Date of composition: 1803-1808
Premiere: 22 December 1808 at the Theater an der Wien in a concert concert conducted by the composer
Duration: 40 minutes
Performances by the Berliner Philharmoniker:
first performed on 30 April 1883, conductor: Karl Klindworth
“No one can love the countryside as much as I do,” Ludwig van Beethoven assured his friend Therese Malfatti in a letter from May 1810: “How delighted I shall be to ramble for a while through bushes, woods, under trees, over grass and rocks..” His love for nature was also expressed musically, most notably in the sounds of his Sixth Symphony. The “Pastoral” was conceived alongside the seemingly contrasting Fifth Symphony and even premiered in the same concert on 22 December 1808. This was no coincidence. The “Fate Symphony” is about liberation from great danger; in moments of utmost distress, fate is overcome through one's own strength. The “Pastoral,” Beethoven’s sister work in the guise of a rural idyll, deals with much the same theme: the two symphonies are related at their compositional, structural core, despite their very different outward appearance. Both, for example, begin with an initial gesture where the music pauses briefly after an opening phrase, which soon proves the seed of the whole piece, before it gathers momentum for a longer stretch.
Described by the composer as a “Sinfonia caracteristica”, the “Pastoral” was particularly noted, lauded and criticized for its vivid portrayal of natural events. Even Beethoven’s contemporaries debated passionately about these imitations, such as the calls of the nightingale, quail, and cuckoo at the end of the second movement, or the rain, thunder, and lightning in the fourth movement, arguing whether such things could be considered legitimate in the context of a serious symphony. What matters, however, is not the congruence between the acoustic image and the original – a feat Beethoven’s 17th-century predecessors, even a composer such a Carl Ditters von Dittersdorf, not to mention his teacher Joseph Haydn, had already accomplished. Beethoven’s intention, as Kirill Petrenko underlines, was different: he wanted “first and foremost to show what we feel when we hear birds, or the fear we have when a storm comes. This is already a prefiguration of Romanticism” – or, in Beethoven’s words, “more the expression of feeling than tone painting.”
The first, third, and fifth movements reproduce few natural sounds or none at all, instead tracing the effects of nature on humankind and their reactions to it, right up to the indulgently humorous depiction of a village band in the third movement, where the oboe stubbornly enters a quarter-note too early in the second theme.
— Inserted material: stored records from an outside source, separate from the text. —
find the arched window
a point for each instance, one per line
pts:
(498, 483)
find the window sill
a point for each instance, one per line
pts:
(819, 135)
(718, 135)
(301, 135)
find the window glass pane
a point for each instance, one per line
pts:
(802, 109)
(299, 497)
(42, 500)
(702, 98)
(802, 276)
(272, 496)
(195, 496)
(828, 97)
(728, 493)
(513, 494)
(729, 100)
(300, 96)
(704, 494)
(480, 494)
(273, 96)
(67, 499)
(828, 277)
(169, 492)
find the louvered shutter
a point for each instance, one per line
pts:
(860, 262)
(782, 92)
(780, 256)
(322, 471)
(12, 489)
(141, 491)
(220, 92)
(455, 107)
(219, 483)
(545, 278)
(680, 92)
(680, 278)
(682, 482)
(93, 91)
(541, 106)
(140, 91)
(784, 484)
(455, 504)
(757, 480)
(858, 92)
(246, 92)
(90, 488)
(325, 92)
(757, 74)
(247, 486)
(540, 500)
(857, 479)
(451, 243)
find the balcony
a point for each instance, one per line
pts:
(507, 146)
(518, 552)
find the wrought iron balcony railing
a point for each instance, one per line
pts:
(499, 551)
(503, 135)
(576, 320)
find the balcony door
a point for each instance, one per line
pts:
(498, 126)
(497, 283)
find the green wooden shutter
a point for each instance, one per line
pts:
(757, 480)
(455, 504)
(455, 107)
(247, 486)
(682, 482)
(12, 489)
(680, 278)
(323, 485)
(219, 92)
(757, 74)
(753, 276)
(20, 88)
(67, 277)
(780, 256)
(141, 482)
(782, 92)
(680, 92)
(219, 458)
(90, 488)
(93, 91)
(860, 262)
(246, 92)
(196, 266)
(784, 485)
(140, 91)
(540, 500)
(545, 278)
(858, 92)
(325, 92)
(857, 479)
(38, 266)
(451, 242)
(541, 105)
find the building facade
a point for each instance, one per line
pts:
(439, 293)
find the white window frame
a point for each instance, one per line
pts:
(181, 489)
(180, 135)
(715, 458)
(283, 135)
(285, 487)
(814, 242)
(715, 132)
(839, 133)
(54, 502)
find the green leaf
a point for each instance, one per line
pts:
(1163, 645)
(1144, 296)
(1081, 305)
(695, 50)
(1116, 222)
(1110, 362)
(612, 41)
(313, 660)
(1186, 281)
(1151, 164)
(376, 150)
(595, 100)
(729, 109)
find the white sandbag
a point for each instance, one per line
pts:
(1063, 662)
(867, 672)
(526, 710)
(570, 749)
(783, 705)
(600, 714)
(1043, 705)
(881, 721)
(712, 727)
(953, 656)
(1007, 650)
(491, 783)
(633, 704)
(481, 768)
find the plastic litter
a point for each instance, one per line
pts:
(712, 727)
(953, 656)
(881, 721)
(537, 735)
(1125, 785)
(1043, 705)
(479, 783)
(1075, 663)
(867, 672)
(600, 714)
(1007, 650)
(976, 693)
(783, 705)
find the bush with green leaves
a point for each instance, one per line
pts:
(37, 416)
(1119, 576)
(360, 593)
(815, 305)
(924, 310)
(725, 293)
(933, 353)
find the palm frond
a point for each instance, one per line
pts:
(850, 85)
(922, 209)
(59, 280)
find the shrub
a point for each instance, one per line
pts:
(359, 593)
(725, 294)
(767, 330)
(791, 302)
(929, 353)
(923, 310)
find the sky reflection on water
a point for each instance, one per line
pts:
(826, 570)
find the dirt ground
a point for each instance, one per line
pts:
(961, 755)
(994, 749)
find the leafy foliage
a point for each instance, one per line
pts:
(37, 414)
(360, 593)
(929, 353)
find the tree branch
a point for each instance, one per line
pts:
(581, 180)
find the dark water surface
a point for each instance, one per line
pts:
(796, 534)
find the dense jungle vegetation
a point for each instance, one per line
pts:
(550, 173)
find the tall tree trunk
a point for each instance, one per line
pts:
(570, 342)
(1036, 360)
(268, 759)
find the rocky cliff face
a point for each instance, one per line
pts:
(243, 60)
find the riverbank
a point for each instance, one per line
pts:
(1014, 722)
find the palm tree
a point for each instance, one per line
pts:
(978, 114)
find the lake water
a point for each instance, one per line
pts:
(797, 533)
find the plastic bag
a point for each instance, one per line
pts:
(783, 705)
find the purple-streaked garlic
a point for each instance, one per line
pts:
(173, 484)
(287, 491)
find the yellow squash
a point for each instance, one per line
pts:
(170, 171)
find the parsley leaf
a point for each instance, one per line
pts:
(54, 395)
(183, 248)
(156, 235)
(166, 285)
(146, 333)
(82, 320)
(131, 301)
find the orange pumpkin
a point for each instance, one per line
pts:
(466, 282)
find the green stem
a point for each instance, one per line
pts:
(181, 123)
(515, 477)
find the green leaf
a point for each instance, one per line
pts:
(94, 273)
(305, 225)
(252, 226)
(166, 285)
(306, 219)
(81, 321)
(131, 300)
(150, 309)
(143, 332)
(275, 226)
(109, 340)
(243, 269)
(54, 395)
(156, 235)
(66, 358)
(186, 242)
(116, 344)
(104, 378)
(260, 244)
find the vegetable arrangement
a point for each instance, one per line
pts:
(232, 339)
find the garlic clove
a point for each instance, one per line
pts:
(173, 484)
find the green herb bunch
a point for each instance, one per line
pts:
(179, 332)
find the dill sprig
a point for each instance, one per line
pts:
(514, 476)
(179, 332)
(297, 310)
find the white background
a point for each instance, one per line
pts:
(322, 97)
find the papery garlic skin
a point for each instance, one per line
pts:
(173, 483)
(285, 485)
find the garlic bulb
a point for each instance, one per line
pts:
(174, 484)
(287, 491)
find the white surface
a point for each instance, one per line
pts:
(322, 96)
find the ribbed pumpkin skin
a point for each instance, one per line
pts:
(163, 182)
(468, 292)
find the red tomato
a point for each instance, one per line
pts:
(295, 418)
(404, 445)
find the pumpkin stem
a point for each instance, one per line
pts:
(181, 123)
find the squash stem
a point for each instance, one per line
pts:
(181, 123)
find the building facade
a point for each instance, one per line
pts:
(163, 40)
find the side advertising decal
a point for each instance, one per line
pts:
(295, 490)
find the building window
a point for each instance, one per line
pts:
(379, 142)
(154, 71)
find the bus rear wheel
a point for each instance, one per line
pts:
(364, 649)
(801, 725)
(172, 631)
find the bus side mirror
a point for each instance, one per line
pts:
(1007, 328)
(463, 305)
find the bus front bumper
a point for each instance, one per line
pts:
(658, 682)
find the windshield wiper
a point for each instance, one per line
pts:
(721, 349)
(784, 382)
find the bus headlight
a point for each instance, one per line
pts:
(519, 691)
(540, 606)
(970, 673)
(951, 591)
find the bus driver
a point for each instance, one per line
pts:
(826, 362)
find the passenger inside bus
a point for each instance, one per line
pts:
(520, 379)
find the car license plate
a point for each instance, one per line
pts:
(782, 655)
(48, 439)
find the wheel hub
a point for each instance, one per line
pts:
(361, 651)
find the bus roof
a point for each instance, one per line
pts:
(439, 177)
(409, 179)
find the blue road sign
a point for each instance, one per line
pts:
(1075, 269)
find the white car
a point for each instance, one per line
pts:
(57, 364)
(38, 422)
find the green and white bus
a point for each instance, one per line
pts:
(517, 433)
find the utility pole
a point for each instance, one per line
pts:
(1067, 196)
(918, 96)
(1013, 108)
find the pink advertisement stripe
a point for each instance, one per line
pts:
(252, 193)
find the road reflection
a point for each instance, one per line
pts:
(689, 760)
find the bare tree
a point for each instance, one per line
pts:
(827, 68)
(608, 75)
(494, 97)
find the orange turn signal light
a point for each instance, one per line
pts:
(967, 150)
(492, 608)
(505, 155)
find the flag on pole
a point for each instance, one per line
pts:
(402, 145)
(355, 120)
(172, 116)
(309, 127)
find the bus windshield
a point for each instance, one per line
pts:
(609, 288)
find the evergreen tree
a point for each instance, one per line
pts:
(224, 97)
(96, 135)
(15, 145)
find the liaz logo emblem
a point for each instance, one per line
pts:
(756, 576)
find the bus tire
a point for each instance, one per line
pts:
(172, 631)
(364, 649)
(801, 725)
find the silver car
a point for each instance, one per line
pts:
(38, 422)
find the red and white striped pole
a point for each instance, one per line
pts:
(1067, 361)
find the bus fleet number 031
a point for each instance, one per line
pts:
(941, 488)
The ominous intrusion of higher powers, in the form of a thunderstorm, that follows this rural pastoral idyll demands a separate section and thus an expansion of the symphonic form to five movements. Beethoven creates an irresistible flow via the artistic device of allowing the last three movements to transition directly into one another. The gratitude expressed in the “Shepherd’s Song” at the end is not one of jubilation. This inward-looking hymn reflects humility and an awareness of individual personal responsibility: to have been spared from a storm means preparing oneself and the community for the next one.
Nature offered Beethoven refuge from intrusive contemporaries, a sheltered environment where his ailments tormented him less than in the city: “My unfortunate hearing does not plague me here.” Being alone in nature was, for him as an artist wishing to speak to humanity, not a paradox, but the search for a utopia – “For the woods, the trees and the rocks give man the resonance he needs.” Country life was, for him, the epitome of an all-encompassing world that includes humanity. Above all, he felt a closeness to creation: “Almighty in the forest! I am blessed, happy in the forest: every tree speaks through You. O God! What glory! In such a forested area, in the heights, there is peace, peace, to serve Him.” This was a faith that did not merely repeat what was preached, but saw itself as a duty to humanity and to nature, which enabled human existence in the first place.